Single Genome (Clonal) Sequencing of NS3 Protease Domain
· In addition to single mutations, variants encoding 2 or 3 amino acid
changes on the same genome were observed (Figure 4).
· In general, when introduced into the replicon, most of the single
mutations detected resulted in a lower fold change in EC50 value
compared with replicons with 2 or 3 mutations (data not shown).
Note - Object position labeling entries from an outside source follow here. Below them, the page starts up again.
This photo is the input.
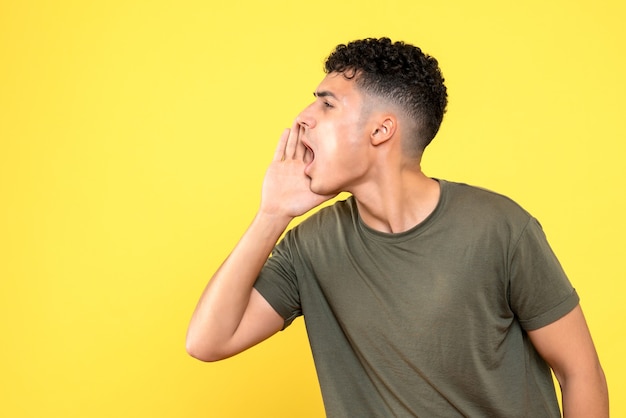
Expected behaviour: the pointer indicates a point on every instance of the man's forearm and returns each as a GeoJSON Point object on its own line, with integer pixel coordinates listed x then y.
{"type": "Point", "coordinates": [225, 299]}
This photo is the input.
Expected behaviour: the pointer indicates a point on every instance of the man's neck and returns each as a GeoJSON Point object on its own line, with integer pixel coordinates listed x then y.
{"type": "Point", "coordinates": [397, 203]}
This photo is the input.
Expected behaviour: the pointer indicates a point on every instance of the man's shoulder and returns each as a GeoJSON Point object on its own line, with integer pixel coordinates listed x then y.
{"type": "Point", "coordinates": [476, 200]}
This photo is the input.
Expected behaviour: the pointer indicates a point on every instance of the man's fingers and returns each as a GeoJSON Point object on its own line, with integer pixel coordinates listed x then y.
{"type": "Point", "coordinates": [279, 154]}
{"type": "Point", "coordinates": [300, 148]}
{"type": "Point", "coordinates": [292, 141]}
Evolution of Amino Acid Changes over Time
Based on Deep Sequencing
· In patient 141, ultra-deep sequencing detected a Q80R and a D168E
mutation four weeks after the end of dosing for study TMC435-C101,
which were no longer detectable at baseline of the TMC435-C201 study.
These two mutations emerged as major variants upon re-exposure to
TMC435 in the TMC435-C201 study (Figure 5a). This patient also showed
a slower initial viral decline in TMC435-C201 compared with in
· In patient 142, ultra-deep sequencing detected variant R155K persisting at
low frequency (<2%) at baseline of the TMC435-C201 study. This mutation
became detectable by population sequencing at Day 7 and 14 of the study
while HCV RNA was still declining. An S122R and an R155K mutation
became detectable by population and 454 sequencing at the time of viral
breakthrough (Week 28) (Figure 5b).
FIGURE 4: NS3 protease domain was amplified, cloned into standard
cloning vectors and sequenced to determine linkage of mutations.
Mutations at position 80, 155, 156, 168 and 169 were considered for
this analysis. Frequency of clones is represented.
FIGURE 5: The sequence of the HCV NS3 protease domain was analysed from multiple samples using ultra-deep sequencing. Changes of codon frequency over time for NS3 at positions 80, 122, 155 and 168 are shown for two patients a) 141 b) 142.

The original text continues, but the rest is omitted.